The thing about Job – and any lessons we stand to learn about our own suffering, from his – is that these lessons are hard to come by, in the moment, when we need them most. Just like Colbert said he didn’t “learn it” as much as he “realized it” [over time and through his faith and in experiences with others], Job couldn’t learn or see what he needed to learn in the depths of his suffering and despair, either.
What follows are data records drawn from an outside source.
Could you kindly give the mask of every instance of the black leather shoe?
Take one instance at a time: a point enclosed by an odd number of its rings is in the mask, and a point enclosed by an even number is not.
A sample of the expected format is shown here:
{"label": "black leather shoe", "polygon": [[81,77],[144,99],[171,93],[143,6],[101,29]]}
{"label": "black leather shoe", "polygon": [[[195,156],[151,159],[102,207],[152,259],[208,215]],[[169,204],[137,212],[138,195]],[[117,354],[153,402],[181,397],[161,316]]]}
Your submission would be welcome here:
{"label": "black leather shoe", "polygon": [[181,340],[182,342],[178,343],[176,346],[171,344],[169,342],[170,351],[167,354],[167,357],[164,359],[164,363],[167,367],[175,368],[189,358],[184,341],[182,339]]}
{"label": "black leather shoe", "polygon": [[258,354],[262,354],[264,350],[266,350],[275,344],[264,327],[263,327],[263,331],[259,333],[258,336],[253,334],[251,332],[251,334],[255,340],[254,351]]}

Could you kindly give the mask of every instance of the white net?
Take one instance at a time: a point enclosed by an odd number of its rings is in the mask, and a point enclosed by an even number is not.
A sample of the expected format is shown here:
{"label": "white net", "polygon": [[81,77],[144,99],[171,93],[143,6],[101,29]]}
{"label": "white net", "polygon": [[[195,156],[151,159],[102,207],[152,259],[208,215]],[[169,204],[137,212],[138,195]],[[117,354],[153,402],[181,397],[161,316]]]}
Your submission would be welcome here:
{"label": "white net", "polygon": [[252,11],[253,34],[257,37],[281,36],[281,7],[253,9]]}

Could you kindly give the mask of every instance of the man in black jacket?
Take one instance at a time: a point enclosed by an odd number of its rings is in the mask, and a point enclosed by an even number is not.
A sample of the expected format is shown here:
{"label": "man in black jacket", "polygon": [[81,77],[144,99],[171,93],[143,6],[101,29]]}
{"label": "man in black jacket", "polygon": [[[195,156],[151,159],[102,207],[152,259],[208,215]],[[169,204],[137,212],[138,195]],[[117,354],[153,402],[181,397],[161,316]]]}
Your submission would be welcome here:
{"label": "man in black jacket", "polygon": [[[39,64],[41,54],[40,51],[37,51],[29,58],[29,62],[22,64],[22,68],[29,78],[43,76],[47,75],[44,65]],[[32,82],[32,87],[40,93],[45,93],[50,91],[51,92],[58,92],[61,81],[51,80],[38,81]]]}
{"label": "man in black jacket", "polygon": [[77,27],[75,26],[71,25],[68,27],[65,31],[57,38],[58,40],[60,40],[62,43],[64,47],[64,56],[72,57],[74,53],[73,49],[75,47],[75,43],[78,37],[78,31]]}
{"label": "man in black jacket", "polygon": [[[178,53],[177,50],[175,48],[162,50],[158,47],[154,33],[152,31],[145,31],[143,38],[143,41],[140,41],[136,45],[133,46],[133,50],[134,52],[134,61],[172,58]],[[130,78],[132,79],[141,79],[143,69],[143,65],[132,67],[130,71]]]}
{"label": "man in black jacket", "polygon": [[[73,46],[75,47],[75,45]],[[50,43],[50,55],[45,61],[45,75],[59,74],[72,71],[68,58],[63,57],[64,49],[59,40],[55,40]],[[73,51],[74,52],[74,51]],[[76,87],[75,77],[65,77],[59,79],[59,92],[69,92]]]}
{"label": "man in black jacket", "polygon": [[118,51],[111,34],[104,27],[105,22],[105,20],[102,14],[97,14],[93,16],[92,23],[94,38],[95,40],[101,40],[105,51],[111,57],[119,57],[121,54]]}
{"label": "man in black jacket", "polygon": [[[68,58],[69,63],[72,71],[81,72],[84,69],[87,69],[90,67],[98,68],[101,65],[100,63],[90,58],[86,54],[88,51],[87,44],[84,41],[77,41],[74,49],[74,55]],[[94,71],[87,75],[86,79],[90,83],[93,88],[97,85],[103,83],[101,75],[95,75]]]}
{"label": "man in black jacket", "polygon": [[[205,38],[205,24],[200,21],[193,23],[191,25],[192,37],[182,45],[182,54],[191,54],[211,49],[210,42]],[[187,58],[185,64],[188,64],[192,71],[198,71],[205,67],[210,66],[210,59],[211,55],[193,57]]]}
It took time and patience and wrestling with his maker. It took a wider view of God’s creation and a realization that it wasn’t, ever, all or only about Job. Job realized that it was a gift to be just a part of all that God had so lovingly, carefully made. And, as hard as it is can be to abide, “the night is dark and full of terrors,” for sure. And never mind the “terrors,” the really big stuff that threatens to crush us. The night is dark and full of trials and tribulations that test our patience and cause us to stumble and challenge our faith, just the same – “storms” literal and figurative; cosmic and close-to-home.

It’s why I like this Gospel story of Jesus, in that storm-swamped boat with the disciples, paired with Job’s story. Much like Job wondered of God, the disciples are terrified and concerned that Jesus, asleep in the back of the boat, doesn’t care that they are perishing. And just like God did for Job, in the end, Jesus reveals the power of God over all of creation. Even the wind and the sea obey him!

This wasn’t a magic trick. This was Jesus showing the disciples – in the midst of their terror – the same thing God showed to Job in the midst of his – and something we’d do well to wrestle with whenever we can muster the faith: that trials and tragedies come; that fear and failure happen; that death and disease and suffering and sadness occur; that the night is dark and full of terrors; that God never promises us otherwise and that there’s not always anything we can do to avoid it.

But there is always hope.

Earlier in that same interview, Stephen Colbert told Anderson Cooper something he learned from his mother, about struggle and suffering, over the years, and that was “to see everything in the light of eternity.”  To see all things in the light of eternity.

None of what scares or saddens us most is any match for the love of a God who suffers for and with us, when we do. None of what breaks our hearts on this side of eternity is any match for the grace of God who already lives on the other side of heaven.

Our God suffers and survives, to let us know we will, too.

Our God silences the wind, to let us know love always gets the last word.

The night is dark and full of terrors, but our God’s light shines in the darkness, our God’s mercies are without limit, and our God’s faith, hope and love never end.